Anna doesn’t relish the atmosphere of the church across the square. I’m drawn to the association with the old town, the river as backdrop. Like Urbis, Manchester Cathedral is an exhibition of city life, spiritual and material. ‘This place is full of angels,’ says the brochure. A young man in silent contemplation is the only human presence. Anna heads straight for the door.

The angel flock is palpable, rooks in the rafters: in company with memory-wraiths of Manchester’s industrial underclass. The brochure tells us that Urbis was constructed on ground once occupied by ‘the worst slum in the world’. An area ‘described, in all its squalor’, by Friedrich Engels, in
The Condition of the Working Class in England
, in 1844. Engels, directing the affairs of the family cotton mill in Salford, studied economics in Chetham’s Free Library.

The complex iconography of the church would take weeks to appreciate. The depiction of a child in an eagle’s nest, mysterious and sinister, is glossed as a folk legend of illegitimate heirs and village dalliance. The panelling where the scene is found was once the warden’s seat: the place reserved for the Elizabethan magus and geographer Dr John Dee. Dee, that upstream man, with his troop of mischievous spirits, did not thrive in Manchester. ‘I visited the Grammar School,’ he wrote in a diary entry for 5 August 1600, ‘and found great imperfection in all and every of the scholars, to my great grief.’

The young man who seemed to be wrestling with a spiritual crisis approached me. ‘You draw them like moths,’ Anna muttered, on her way out. His face is smeared down one side with bloody treacle. He has been headbutting a pillar, staving in the right eye socket. He is hooded in black, but not as a fashion statement. He wears clothes from which all colour has been sucked by use. His left ear is tagged.

‘Can you list the seven deadly sins? I’m stuck on four.’

‘What have you got?’

‘Wrath, envy, greed, lust.’

‘Gluttony. Sloth.’ I improvise. There is that mnemonic, SALIGIA, but can I make the translation?
Superbia, avaritia, luxuria, invidia, gula, ira, acedia
. Cardinal sins all. We must not allow ourselves to be sucked into the granite melancholy of this city with its bombs and fires.

I am out of Victoria Street, into the long stretch of Deansgate, heading south, scanning the windows of Waterstones for my own books, when I come up with the final sin: pride.

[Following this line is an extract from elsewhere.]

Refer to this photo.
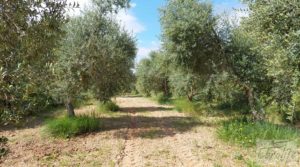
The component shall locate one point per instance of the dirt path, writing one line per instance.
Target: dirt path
(142, 134)
(159, 136)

We’re on the Roman road that ran from Carlisle to Chester (the direction young De Quincey walked). There is no time to investigate the John Rylands Library or to saunter through the House of Fraser, which Anna remembers in its previous incarnation as Kendal’s. She was sent over from Blackpool, as a teenager, to buy a cape. Those were the days when girls were supposed to dress like younger versions of their mothers. The only humans on Deansgate are hard-hats standing in quiet clusters to admire notices they have put up apologizing for the ‘hassle’ of major holes in the ground.

A tributary, to the right, sparks another fugue. The dentist. With her brothers, Anna came here by train to face drill, hammer and chisel, primitive oral interventions in an intimidating Georgian property. They looked forward to tea and sticky buns in the station café, after the session was over, and then found that their mouths were too numb for crumbling Eccles cakes.